Michael Porter, professeur à Harvard, s’est également prononcé à ce sujet lors du congrès. Selon lui, l’accès à des mesures de résultats standardisées en fonction de la maladie clinique et du segment patient est le moteur le plus puissant de l’amélioration dans le domaine des soins de santé.

Il n’est donc pas surprenant de constater que les ministres de la Santé de partout dans le monde – y compris du Canada – étaient du même avis lors d’une conférence de l’Organisation de coopération et de développement économiques (OCDE) en janvier 2017 : « Nous devons investir dans des mesures qui nous permettront de déterminer si nos systèmes de santé apportent aux usagers ce qui compte le plus pour eux ».

Maintenant que tous sont d’accord, nous avons l’occasion d’agir. Le gouvernement fédéral du Canada pourrait jouer un rôle prédominant dans l’uniformisation de la mesure des résultats partout au pays en travaillant avec les provinces et en se basant sur les ensembles de données de l’ICHOM. Le gouvernement pourrait ainsi aborder le premier aspect de l’équation de la valeur.

Afin de traiter le second aspect de l’équation et d’intervenir sur la base des renseignements recueillis à partir des données des résultats, nous devons être prêts à réexaminer la façon dont les soins de santé sont financés.

Comme pour la mesure des résultats, nous disposons d’une foule d’exemples internationaux de modèles de financement intégrés dont nous pourrions nous inspirer. En Ontario, il y a même une demi-douzaine de projets pilotes de financement regroupé. Mais nous pouvons faire encore mieux, non pas en tenant compte uniquement des éléments qui sont remboursés, mais en calculant tous les coûts liés au cycle de soins complet pour une maladie précise.
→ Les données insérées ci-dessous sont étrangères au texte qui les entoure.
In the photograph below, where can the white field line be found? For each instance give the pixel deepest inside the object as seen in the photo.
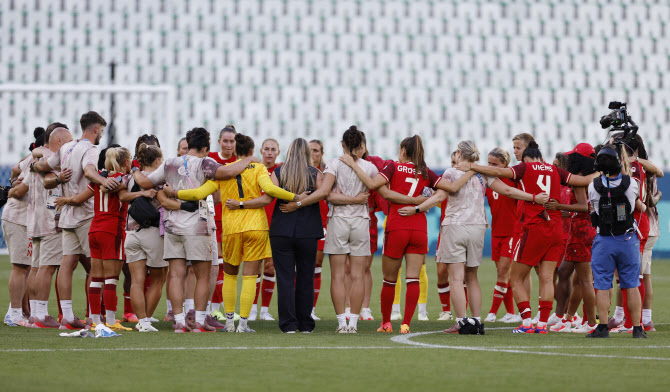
(406, 339)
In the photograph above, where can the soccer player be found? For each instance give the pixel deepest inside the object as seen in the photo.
(144, 242)
(463, 230)
(316, 147)
(245, 234)
(503, 211)
(188, 233)
(81, 157)
(42, 227)
(541, 242)
(269, 153)
(224, 157)
(404, 236)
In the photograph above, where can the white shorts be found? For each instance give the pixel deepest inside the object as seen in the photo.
(189, 247)
(20, 247)
(461, 244)
(646, 256)
(75, 241)
(348, 236)
(48, 250)
(146, 244)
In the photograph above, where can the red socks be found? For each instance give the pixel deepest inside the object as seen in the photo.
(386, 297)
(411, 299)
(524, 309)
(317, 284)
(445, 296)
(545, 310)
(94, 294)
(267, 289)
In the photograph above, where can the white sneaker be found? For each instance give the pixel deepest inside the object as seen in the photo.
(561, 327)
(490, 318)
(553, 319)
(366, 314)
(266, 316)
(445, 316)
(253, 314)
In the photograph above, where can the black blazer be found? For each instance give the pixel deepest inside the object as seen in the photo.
(302, 223)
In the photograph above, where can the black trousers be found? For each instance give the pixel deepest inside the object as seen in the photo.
(294, 260)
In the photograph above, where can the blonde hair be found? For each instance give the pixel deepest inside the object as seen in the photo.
(469, 150)
(115, 157)
(502, 154)
(295, 171)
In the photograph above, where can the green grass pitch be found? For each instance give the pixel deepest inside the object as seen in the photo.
(268, 360)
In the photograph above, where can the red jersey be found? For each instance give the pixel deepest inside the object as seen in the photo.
(271, 207)
(503, 211)
(217, 157)
(536, 178)
(401, 178)
(110, 213)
Le Dr Robert Kaplan, professeur à Harvard, a démontré que ce modèle de coût basé sur le temps et les activités est efficace non seulement dans les usines, mais également dans le milieu des soins de santé.
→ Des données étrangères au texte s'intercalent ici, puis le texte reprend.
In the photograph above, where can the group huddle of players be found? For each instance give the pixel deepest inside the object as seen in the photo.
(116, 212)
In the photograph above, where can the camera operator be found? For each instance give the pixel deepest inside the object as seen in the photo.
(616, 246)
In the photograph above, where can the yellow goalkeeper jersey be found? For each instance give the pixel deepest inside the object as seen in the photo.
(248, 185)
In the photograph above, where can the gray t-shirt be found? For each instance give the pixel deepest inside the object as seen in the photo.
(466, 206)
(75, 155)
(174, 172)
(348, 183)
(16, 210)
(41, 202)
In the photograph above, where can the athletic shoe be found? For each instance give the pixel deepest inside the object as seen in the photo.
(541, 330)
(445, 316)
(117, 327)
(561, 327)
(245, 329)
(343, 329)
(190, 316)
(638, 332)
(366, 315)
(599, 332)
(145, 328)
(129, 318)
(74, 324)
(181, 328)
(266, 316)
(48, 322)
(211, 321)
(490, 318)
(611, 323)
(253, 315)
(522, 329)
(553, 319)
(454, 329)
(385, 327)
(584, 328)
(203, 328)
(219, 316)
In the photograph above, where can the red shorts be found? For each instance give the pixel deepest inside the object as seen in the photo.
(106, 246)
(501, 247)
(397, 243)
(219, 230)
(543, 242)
Maintenant que nous savons qu’il est efficace de mesurer les résultats et les coûts, il ne suffit pas d’être simplement dans la course à l’échelle nationale – il faut devenir un chef de file dans le domaine.
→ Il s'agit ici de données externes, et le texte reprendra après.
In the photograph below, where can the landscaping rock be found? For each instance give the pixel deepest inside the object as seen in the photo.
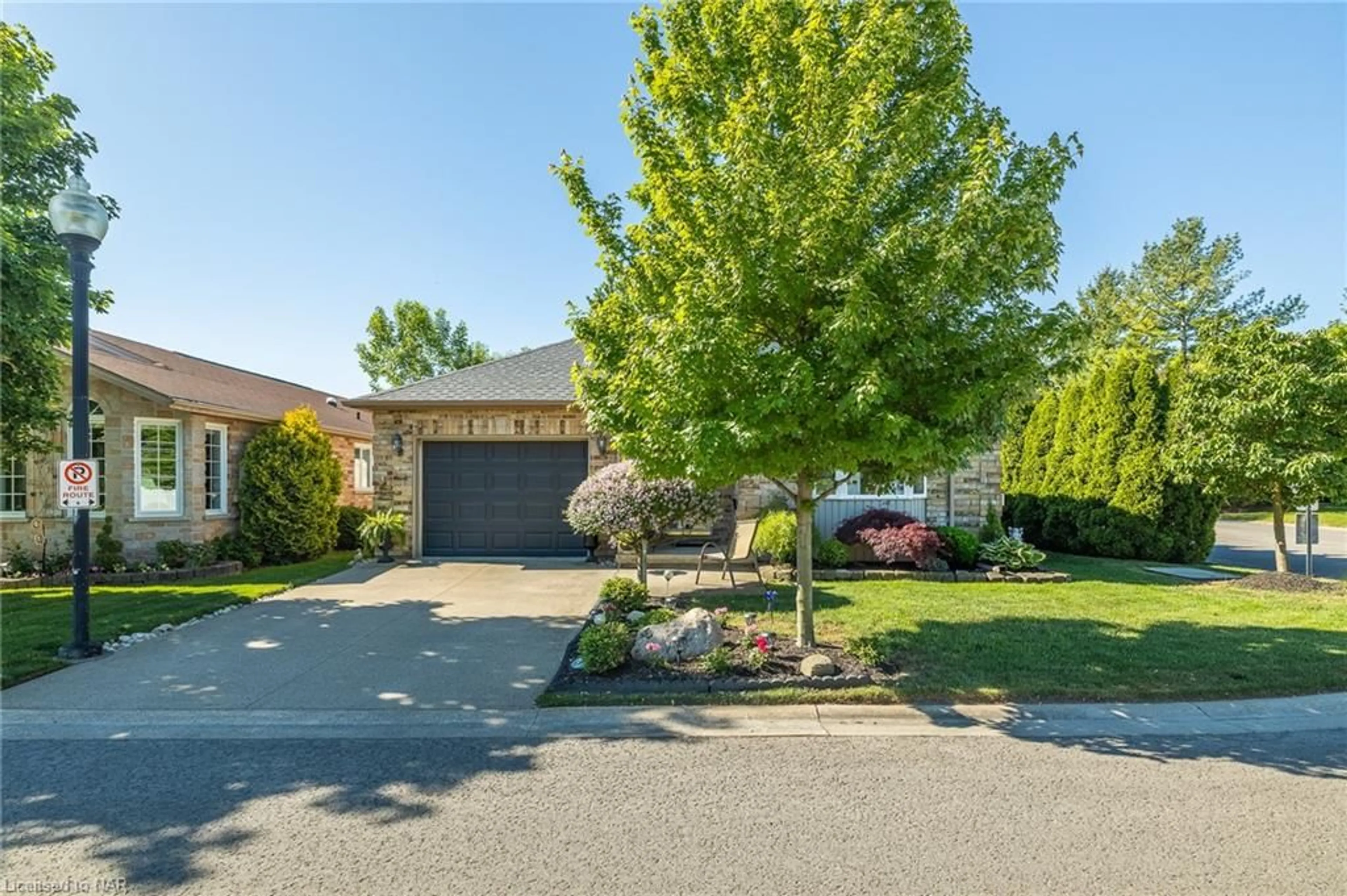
(691, 635)
(818, 666)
Neil Fraser est président de Medtronic Canada, président de MEDEC, l’association nationale représentant le secteur des dispositifs médicaux au Canada, et membre de la Table de stratégies économiques – Sciences biologiques et santé. Melicent Lavers‑Sailly est chef principale, Communications et marketing d’entreprise à Medtronic Canada et membre du groupe de travail marketing TOHealth!